« Radio France n’avait pas d’autre choix. » Le mardi 7 mai, Rachida Dati a justifié en ces termes la suspension de Guillaume Meurice après la réitération de sa plaisanterie sur Benjamin Netanyahou. Problématique en elle-même, cette intrusion spectaculaire de la ministre de la Culture dans le fonctionnement d’un média public est en total décalage avec la réalité des faits : relaxé par la justice, l’humoriste n’a en effet écopé que d’une mise en garde de l’Arcom, le plus bas niveau de sanction prévu par l’autorité de régulation. À titre de comparaison, les dérapages de TPMP ont coûté 7,5 millions de pénalités financières au groupe Canal +, sans que jamais un ministre n’ait demandé la mise à l’index de Cyril Hanouna.

Les propos de Rachida Dati sont en outre inséparables de la réunification de l’audiovisuel public qu’elle entend réaliser à marche forcée. Bien sûr, compte tenu de l’évolution des pratiques culturelles, des arguments solides peuvent être invoqués pour justifier un rapprochement entre les médias de service public (Radio France, France Télévisions, France Médias Monde et l’INA). Mais Rachida Dati n’a pas voulu se contenter d’une maison commune chapeautant ces quatre entreprises publiques : la holding n’est pour elle qu’une étape avant une fusion pure et simple, qui devra être effective au 1er janvier 2026. 
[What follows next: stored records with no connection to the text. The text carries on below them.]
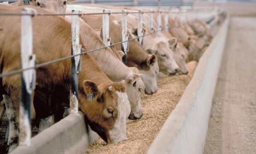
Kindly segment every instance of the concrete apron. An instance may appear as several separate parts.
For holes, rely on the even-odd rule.
[[[202,154],[229,20],[200,58],[194,76],[147,154]]]
[[[85,122],[83,113],[72,114],[31,138],[30,146],[10,154],[81,154],[99,137]]]
[[[203,152],[228,23],[224,23],[200,59],[193,78],[148,153]],[[30,146],[19,146],[11,154],[81,154],[98,137],[79,112],[32,138]]]

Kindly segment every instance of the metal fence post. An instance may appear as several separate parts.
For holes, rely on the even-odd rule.
[[[22,14],[32,14],[36,11],[24,8]],[[31,15],[22,15],[21,17],[21,68],[35,67],[36,56],[33,53],[33,29]],[[36,86],[36,72],[34,69],[22,72],[21,92],[19,107],[19,145],[30,145],[31,126],[30,124],[30,106],[33,103],[33,92]]]
[[[160,9],[157,12],[157,30],[162,30],[162,21],[161,20],[161,12]]]
[[[129,13],[128,11],[123,9],[122,12],[126,13],[123,14],[123,18],[122,18],[122,41],[126,41],[129,39],[129,35],[127,34],[127,14]],[[126,55],[128,52],[128,42],[122,43],[122,51],[123,52],[125,55],[123,57],[122,60],[124,64],[126,64]]]
[[[78,10],[72,10],[73,14],[79,13]],[[79,16],[72,16],[71,54],[81,53],[81,45],[79,45]],[[81,57],[78,55],[71,59],[71,86],[70,97],[70,114],[78,113],[78,74],[81,70]]]
[[[164,29],[166,30],[169,30],[168,16],[169,11],[167,11],[165,13],[164,16]]]
[[[108,14],[103,14],[102,16],[102,40],[107,46],[110,45],[111,39],[109,37],[109,14],[110,10],[104,9],[103,13]]]
[[[150,32],[154,32],[154,27],[153,27],[153,21],[154,21],[154,18],[153,18],[153,14],[154,14],[154,11],[153,11],[153,10],[152,9],[150,9],[150,14],[149,15],[149,16],[150,16],[150,19],[149,19],[149,29],[150,30]]]
[[[138,37],[140,37],[143,36],[143,12],[141,10],[139,10],[140,13],[139,14],[138,18],[138,29],[137,29],[137,32]],[[143,41],[143,37],[142,37],[138,38],[138,41],[140,42],[140,44],[141,46],[142,45]]]

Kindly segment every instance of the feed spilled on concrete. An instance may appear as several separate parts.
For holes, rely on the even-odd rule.
[[[90,145],[85,154],[144,154],[156,136],[168,116],[179,101],[190,81],[197,62],[187,64],[187,75],[167,76],[158,80],[159,90],[152,95],[142,97],[143,115],[127,123],[128,140],[107,145],[101,138]]]

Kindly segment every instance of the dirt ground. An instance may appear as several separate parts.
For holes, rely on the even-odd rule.
[[[164,75],[158,80],[159,90],[152,95],[142,98],[143,116],[137,120],[128,120],[128,140],[106,145],[99,138],[90,145],[85,154],[145,154],[168,116],[179,101],[194,74],[197,63],[187,64],[187,75]]]
[[[164,75],[158,80],[159,89],[156,94],[142,96],[143,116],[138,120],[128,120],[128,140],[106,146],[103,140],[99,139],[89,146],[85,153],[145,153],[168,115],[175,108],[191,80],[197,64],[197,62],[194,61],[187,64],[189,71],[187,75]],[[8,121],[6,115],[1,122],[0,154],[2,154],[6,153],[7,148],[5,136]],[[34,127],[33,136],[35,136],[38,131],[38,129]]]
[[[232,17],[204,154],[256,154],[256,18]]]

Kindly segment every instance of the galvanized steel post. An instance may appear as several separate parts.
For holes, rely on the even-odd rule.
[[[169,11],[166,11],[164,16],[164,29],[166,30],[169,30],[169,21],[168,21]]]
[[[126,13],[122,14],[122,41],[126,41],[122,43],[121,44],[122,51],[125,54],[122,58],[123,62],[126,64],[126,55],[129,51],[128,41],[127,41],[129,39],[129,35],[127,34],[127,14],[129,12],[126,9],[123,9],[122,11],[122,12]]]
[[[107,46],[110,45],[111,39],[109,37],[109,14],[111,13],[110,10],[104,9],[102,16],[102,40],[105,44]]]
[[[22,14],[31,14],[36,10],[24,8]],[[21,17],[21,68],[35,67],[36,56],[33,53],[33,29],[31,15]],[[21,76],[21,94],[19,107],[19,145],[28,146],[31,138],[30,106],[33,103],[36,87],[36,74],[34,69],[23,71]]]
[[[141,10],[139,10],[140,13],[138,16],[138,28],[137,29],[137,34],[138,37],[143,35],[143,12]],[[138,38],[138,41],[140,42],[141,46],[142,45],[143,41],[143,37],[141,37]]]
[[[158,0],[158,11],[157,14],[157,30],[162,30],[161,12],[160,12],[160,0]]]
[[[157,14],[157,30],[162,30],[162,21],[160,9],[158,9]]]
[[[150,32],[154,32],[154,25],[153,25],[153,21],[154,21],[154,18],[153,18],[153,14],[154,13],[154,12],[153,11],[153,10],[152,9],[150,9],[150,14],[149,15],[149,16],[150,16],[150,18],[149,18],[149,29],[150,29]]]
[[[72,10],[73,14],[79,13],[78,10]],[[71,54],[81,53],[81,45],[79,45],[79,16],[72,16]],[[71,86],[70,96],[70,114],[78,113],[78,74],[81,70],[81,57],[78,55],[71,59]]]

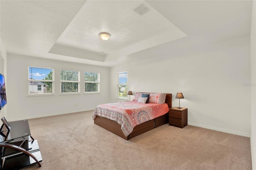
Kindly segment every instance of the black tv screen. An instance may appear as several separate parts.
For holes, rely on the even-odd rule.
[[[6,95],[5,92],[5,82],[4,77],[0,73],[0,109],[7,103]]]

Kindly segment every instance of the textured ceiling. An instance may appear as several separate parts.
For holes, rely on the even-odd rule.
[[[7,53],[110,67],[249,36],[251,1],[10,1]],[[133,11],[144,3],[151,9]],[[98,34],[110,33],[103,41]],[[104,52],[103,54],[100,53]]]

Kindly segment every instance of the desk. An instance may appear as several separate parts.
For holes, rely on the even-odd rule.
[[[1,170],[18,169],[42,160],[37,140],[31,136],[28,120],[9,123],[0,135]]]

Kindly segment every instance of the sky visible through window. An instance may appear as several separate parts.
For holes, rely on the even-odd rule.
[[[52,69],[30,67],[29,79],[43,80],[51,71],[52,71]]]

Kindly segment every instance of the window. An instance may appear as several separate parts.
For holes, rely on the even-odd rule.
[[[79,75],[78,71],[60,70],[60,93],[79,93]]]
[[[127,71],[120,72],[118,73],[118,98],[127,97]]]
[[[84,92],[100,92],[100,73],[84,72]]]
[[[54,73],[52,69],[29,67],[29,94],[53,93]]]

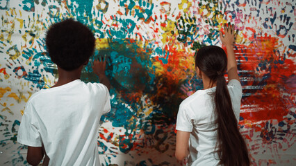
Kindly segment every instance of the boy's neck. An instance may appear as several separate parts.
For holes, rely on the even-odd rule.
[[[55,85],[51,86],[51,88],[57,87],[67,84],[74,80],[80,79],[83,67],[83,65],[81,65],[77,69],[67,71],[58,66],[58,80]]]

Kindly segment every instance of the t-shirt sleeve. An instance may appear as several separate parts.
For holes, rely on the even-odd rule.
[[[236,79],[230,80],[227,86],[231,98],[234,114],[238,120],[240,118],[240,100],[242,96],[242,88],[240,82]]]
[[[181,104],[176,117],[176,129],[183,131],[192,131],[193,125],[190,118],[190,110],[185,105]]]
[[[38,132],[38,124],[33,114],[34,107],[28,102],[22,118],[17,133],[17,142],[30,147],[42,147],[41,136]]]
[[[107,113],[110,111],[110,110],[111,110],[111,105],[110,103],[110,93],[109,93],[109,90],[108,89],[107,86],[106,86],[105,85],[103,85],[104,87],[104,91],[105,91],[105,105],[104,107],[104,111],[103,111],[103,113]]]

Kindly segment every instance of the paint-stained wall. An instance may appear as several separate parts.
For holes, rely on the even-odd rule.
[[[57,80],[44,37],[65,18],[93,30],[94,58],[108,55],[112,110],[98,131],[103,165],[181,164],[174,157],[179,104],[202,88],[194,52],[221,46],[227,22],[239,30],[239,124],[252,163],[295,165],[296,1],[0,1],[0,165],[28,165],[17,130],[28,99]],[[81,80],[98,82],[90,63]]]

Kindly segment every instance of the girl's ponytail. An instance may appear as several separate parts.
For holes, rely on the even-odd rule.
[[[206,46],[195,55],[195,66],[211,80],[216,82],[213,100],[217,115],[217,140],[216,151],[224,166],[249,165],[248,150],[241,136],[234,115],[231,99],[223,73],[227,67],[227,57],[218,46]]]
[[[218,124],[216,149],[220,164],[225,166],[249,165],[247,145],[238,130],[238,121],[223,75],[217,77],[214,100]]]

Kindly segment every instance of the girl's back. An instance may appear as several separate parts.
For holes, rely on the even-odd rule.
[[[236,118],[238,121],[242,86],[236,80],[228,84]],[[217,165],[220,161],[214,152],[217,143],[217,125],[213,94],[216,87],[199,90],[180,104],[176,130],[191,131],[188,165]]]

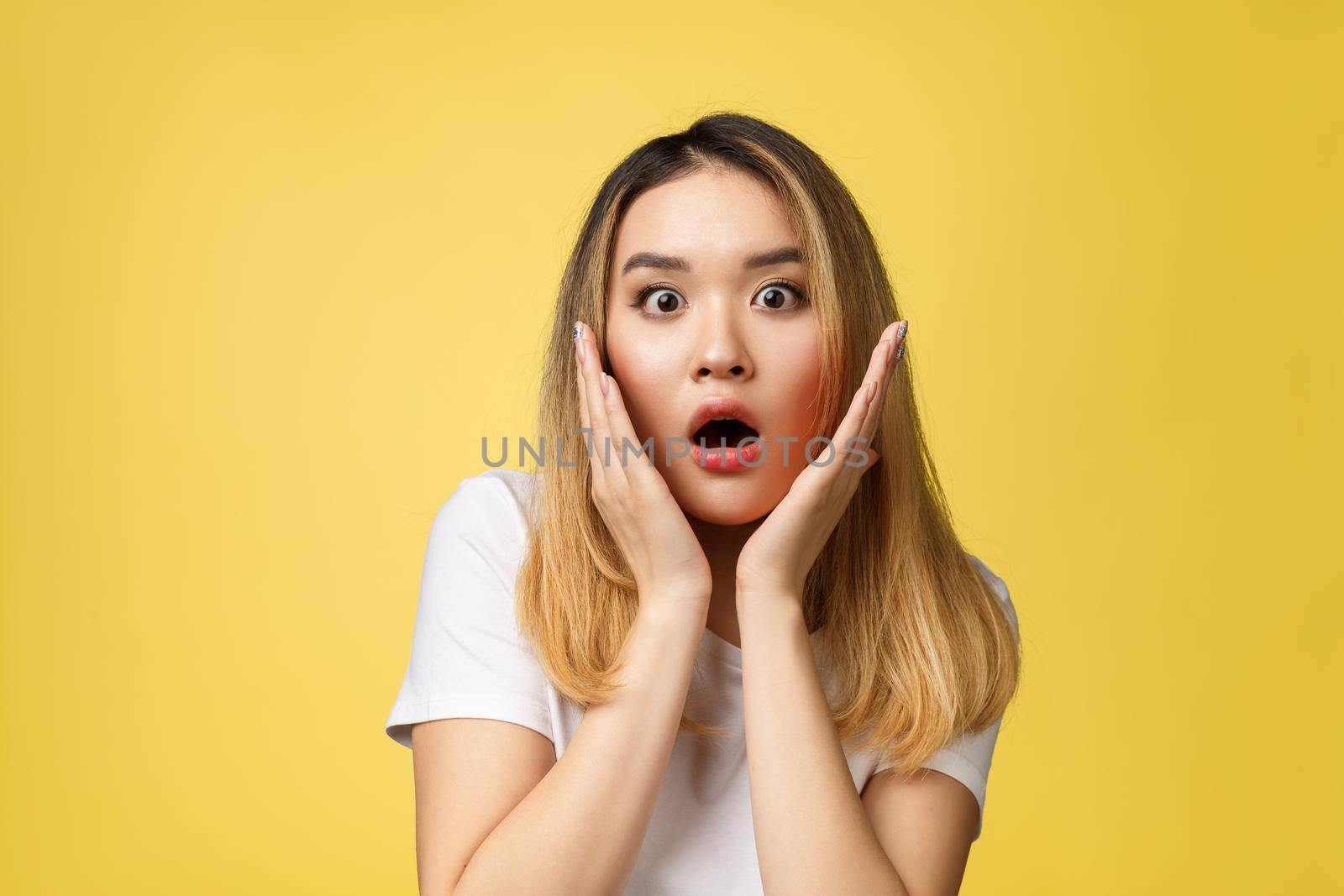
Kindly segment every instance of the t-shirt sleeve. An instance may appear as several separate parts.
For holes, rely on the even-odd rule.
[[[513,580],[527,541],[521,506],[495,472],[468,477],[430,527],[410,662],[384,729],[411,746],[433,719],[499,719],[552,743],[548,685],[517,630]]]
[[[980,574],[985,578],[985,580],[989,582],[995,594],[999,595],[1004,615],[1012,626],[1013,638],[1020,642],[1021,635],[1017,630],[1017,611],[1008,596],[1008,586],[978,557],[972,556],[970,560],[976,564],[976,568],[980,570]],[[976,821],[976,833],[972,837],[972,841],[980,838],[980,832],[984,826],[985,790],[989,783],[989,764],[993,758],[995,743],[999,740],[999,727],[1001,724],[1003,716],[996,719],[995,723],[984,731],[962,735],[948,747],[935,752],[921,766],[921,768],[933,768],[934,771],[941,771],[945,775],[956,778],[974,795],[976,803],[980,806],[980,818]],[[875,775],[890,767],[890,762],[882,760],[872,770],[872,774]]]

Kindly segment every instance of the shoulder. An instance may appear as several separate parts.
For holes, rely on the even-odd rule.
[[[1008,596],[1008,584],[999,578],[999,575],[995,574],[995,571],[991,570],[984,560],[973,553],[968,553],[966,556],[970,557],[970,562],[980,571],[980,575],[989,583],[995,595],[999,596],[999,609],[1003,610],[1005,617],[1008,617],[1008,623],[1012,625],[1013,635],[1020,637],[1017,630],[1017,609],[1013,606],[1012,598]]]
[[[434,528],[468,531],[526,528],[536,476],[523,470],[485,470],[461,480],[434,516]]]
[[[493,469],[461,480],[434,514],[431,553],[473,547],[505,559],[527,543],[536,474]]]

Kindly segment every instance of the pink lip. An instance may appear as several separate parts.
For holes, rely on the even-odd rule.
[[[691,415],[691,424],[685,430],[687,438],[694,437],[698,429],[708,423],[710,419],[715,416],[735,416],[757,433],[761,431],[761,424],[757,423],[751,408],[743,404],[739,399],[732,396],[707,398],[700,402],[699,407],[695,408],[695,414]]]
[[[715,416],[734,416],[757,433],[761,431],[761,426],[757,423],[751,408],[739,399],[723,396],[700,402],[699,407],[695,408],[695,414],[691,415],[691,423],[687,429],[687,438],[692,439],[691,459],[695,461],[696,466],[707,470],[741,470],[747,463],[754,463],[761,457],[759,442],[749,442],[741,449],[731,445],[727,447],[718,445],[700,447],[700,443],[695,441],[695,431]]]

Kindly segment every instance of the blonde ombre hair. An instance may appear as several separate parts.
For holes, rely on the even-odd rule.
[[[800,238],[821,345],[817,433],[839,426],[882,330],[900,318],[872,232],[849,191],[812,149],[742,114],[712,114],[648,141],[606,177],[560,282],[542,371],[538,423],[574,445],[538,476],[531,536],[516,582],[519,629],[556,690],[585,709],[621,686],[613,668],[638,609],[634,578],[591,500],[570,329],[594,330],[603,368],[606,283],[617,226],[644,191],[706,168],[773,188]],[[804,614],[820,631],[843,742],[875,750],[898,774],[999,719],[1017,685],[1020,647],[999,596],[953,531],[911,388],[907,353],[892,373],[867,470],[808,575]],[[566,457],[570,453],[566,451]],[[570,466],[569,463],[573,463]],[[535,472],[535,470],[534,470]],[[679,731],[722,735],[683,715]]]

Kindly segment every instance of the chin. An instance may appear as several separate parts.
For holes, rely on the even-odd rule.
[[[789,492],[789,482],[778,478],[778,470],[762,466],[731,473],[710,472],[698,467],[689,458],[677,459],[667,480],[668,490],[687,514],[714,525],[745,525],[759,520]]]

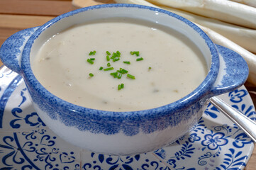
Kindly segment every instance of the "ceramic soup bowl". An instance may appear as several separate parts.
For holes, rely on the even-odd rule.
[[[104,111],[72,104],[39,83],[32,72],[30,60],[49,38],[77,23],[113,17],[157,23],[184,34],[204,55],[208,71],[204,81],[175,102],[130,112]],[[23,76],[35,110],[53,132],[76,146],[114,155],[147,152],[174,142],[196,125],[208,98],[238,88],[248,74],[242,57],[213,43],[191,22],[165,10],[132,4],[79,8],[40,27],[21,30],[4,42],[0,57],[6,67]]]

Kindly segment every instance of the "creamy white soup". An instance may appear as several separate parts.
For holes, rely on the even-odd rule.
[[[111,111],[170,103],[207,74],[204,56],[184,35],[123,18],[77,25],[55,35],[40,49],[33,70],[59,98]]]

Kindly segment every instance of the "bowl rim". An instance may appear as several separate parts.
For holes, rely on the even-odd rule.
[[[204,80],[201,83],[201,84],[194,89],[192,92],[187,95],[186,96],[182,98],[181,99],[176,101],[173,103],[162,106],[160,107],[157,107],[155,108],[150,108],[142,110],[135,110],[135,111],[107,111],[107,110],[101,110],[94,108],[85,108],[83,106],[77,106],[73,103],[71,103],[68,101],[64,101],[58,98],[57,96],[53,95],[52,93],[48,91],[45,87],[41,85],[41,84],[37,80],[35,75],[33,73],[32,68],[30,67],[30,52],[31,47],[33,46],[34,40],[40,35],[40,33],[44,31],[48,28],[54,26],[55,23],[65,18],[84,12],[87,11],[102,8],[141,8],[143,10],[150,10],[155,11],[159,13],[162,13],[166,15],[169,16],[170,17],[174,17],[178,20],[185,23],[187,25],[192,28],[195,30],[197,33],[205,40],[205,42],[211,54],[211,64],[208,74],[206,75]],[[74,112],[79,113],[82,114],[89,114],[89,113],[91,114],[97,114],[101,115],[102,116],[106,117],[123,117],[127,118],[128,117],[137,117],[140,115],[140,117],[150,117],[155,118],[160,115],[163,115],[165,114],[169,114],[173,111],[177,111],[179,110],[182,110],[188,106],[191,106],[191,104],[194,103],[199,99],[203,98],[205,96],[210,93],[210,90],[212,88],[213,84],[214,84],[219,69],[219,56],[218,50],[214,45],[214,43],[211,41],[211,40],[208,37],[208,35],[196,25],[193,23],[192,22],[188,21],[187,19],[178,16],[174,13],[147,6],[143,5],[137,5],[137,4],[103,4],[103,5],[96,5],[91,6],[89,7],[85,7],[82,8],[79,8],[74,11],[69,11],[68,13],[64,13],[56,18],[49,21],[48,22],[43,24],[42,26],[39,27],[35,33],[30,37],[28,42],[26,42],[24,50],[22,53],[21,57],[21,70],[23,72],[23,76],[26,84],[28,84],[28,87],[32,87],[33,90],[35,90],[37,93],[41,95],[45,99],[46,99],[52,104],[54,104],[56,106],[61,106],[61,108],[64,110],[72,110]],[[28,88],[29,89],[29,88]],[[54,100],[52,100],[54,98]],[[150,110],[150,111],[148,111]]]

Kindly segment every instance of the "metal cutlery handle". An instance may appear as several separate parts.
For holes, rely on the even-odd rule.
[[[256,142],[255,122],[216,96],[210,98],[210,102],[218,108],[218,110],[224,113],[224,115],[242,129],[254,142]]]

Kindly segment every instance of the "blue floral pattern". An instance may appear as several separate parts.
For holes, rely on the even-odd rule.
[[[129,157],[96,154],[72,146],[52,132],[31,107],[22,79],[0,70],[0,170],[4,169],[243,169],[251,140],[209,104],[192,130],[176,142]],[[9,79],[7,81],[3,79]],[[10,86],[16,79],[16,86]],[[7,84],[6,83],[7,82]],[[255,110],[243,87],[221,96],[252,120]]]

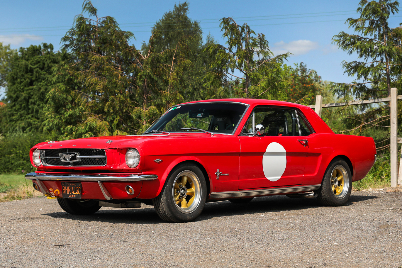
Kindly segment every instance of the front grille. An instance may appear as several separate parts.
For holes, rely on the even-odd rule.
[[[103,149],[57,149],[40,150],[41,161],[43,166],[102,166],[106,164],[106,154]],[[77,153],[74,156],[72,153]],[[62,161],[61,153],[68,154],[72,161],[65,158]],[[72,155],[72,156],[71,155]]]

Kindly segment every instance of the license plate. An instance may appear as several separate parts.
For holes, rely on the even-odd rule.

En toute logique, la naissance précipitée d’un tel mastodonte suscite aujourd’hui la colère des salariés. Cette inquiétude est d’autant plus légitime en l’occurrence que, depuis le départ, Emmanuel Macron accompagne ses discours sur la nécessaire réforme des médias publics de critiques particulièrement violentes à leur égard. En décembre 2017, il avait ainsi qualifié l’audiovisuel public de « honte pour nos concitoyens », en stigmatisant à la fois ses contenus et sa gouvernance. Depuis, l’ensemble de ces médias ont dû consentir d’importantes coupes budgétaires et leur financement a été remis en question par la suppression de la redevance. Ils ont malgré tout réussi l’exploit de ne pas perdre l’adhésion de leur public, mais n’ont pas retrouvé pour autant la confiance de leur actionnaire. 

« Sur France Inter, le rire semble devenu suspect, mais c’est aussi le cas du reportage social ou des enquêtes environnementales »

Mise entre parenthèses en raison de la crise sanitaire, la fusion revient aujourd’hui sur le devant de la scène, portée par une ministre qui entend aller d’autant plus vite que son propre projet semble être de conquérir la mairie de Paris en 2026. Selon une règle presque immuable dans l’histoire des médias, cette pression et cette urgence ont entraîné des effets d’autocensure immédiats, comme en témoigne la nouvelle grille de France Inter. En dépit d’audiences au beau fixe, la première radio de France en nombre d’auditeurs a décidé en effet de faire disparaître à la rentrée de septembre 2024 des émissions qui sont associées à une forme de journalisme engagé sur les questions d’écologie et de société. Sur France Inter, le rire semble devenu suspect, mais c’est aussi le cas du reportage social ou des enquêtes environnementales.

Fidèle à sa conception « jupitérienne » du pouvoir, Emmanuel Macron revient ainsi à la tradition gaullo-pompidolienne, et à l’idée d’une tutelle au moins indirecte exercée sur les médias publics. Il ne semble pas mesurer le risque que représente une telle nostalgie au moment où le Rassemblement national se trouve chaque jour davantage aux portes du pouvoir. Rappelons qu’en 1976, dans son essai Le Mal français, Alain Peyrefitte racontait avoir découvert, à son arrivée au secrétariat d’État au ministère de l’Information, des « boutons de sonnette » placés sur son bureau : ils permettaient de convoquer les dirigeants des médias publics dans l’instant, « comme une châtelaine de jadis ses femmes de chambre ». Au moment où le macronisme finissant semble désireux de réinventer cet ordre ancien, il faut imaginer l’usage qu’un dirigeant d’extrême droite pourrait faire de ces boutons de sonnette.